Some days, even A-list actors don’t feel like being actors. The same is true for contractors, dentists, face painters, geologists, photographers, teachers, yoga instructors and zoologists.
Fortunately, they have fans, commitments and jobs. They have to show up and start doing the work. Most of the time, this reality, this jolt is sufficient to get them up and out the door to work, and then they find their groove, fall into the zone and do their best work.
Momentum is incredibly useful to someone who has to overcome fear, summon some internal force and get the work done. Momentum gives you a reason to overcome your fear and do your art because there are outside forces and obligations that keep you moving. Without them, you might stumble and fail.
Many of us fear too much momentum. We look at a project launch or a job or another new opportunity as something that might get out of control.
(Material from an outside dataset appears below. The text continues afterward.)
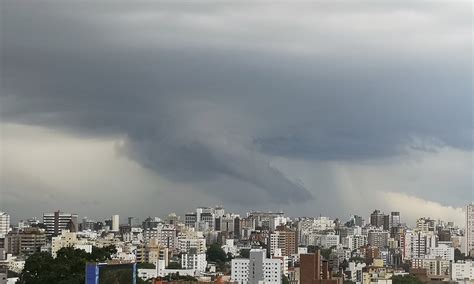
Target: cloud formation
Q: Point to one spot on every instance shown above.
(210, 94)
It’s one thing to be a musician, playing to fourteen, then forty, then one hundred and forty people in small venues around the city, but what if word spreads, momentum builds and you become a star? With an agent and appearances and greater obligations and expectations for your next work? That’s a lot of momentum …
Deep down, this potential for an overwhelming response to our efforts, for making progress and feeling momentum build, alerts the Lizard brain and we hold back. We’re afraid of being part of something that feels like it might be too big for us.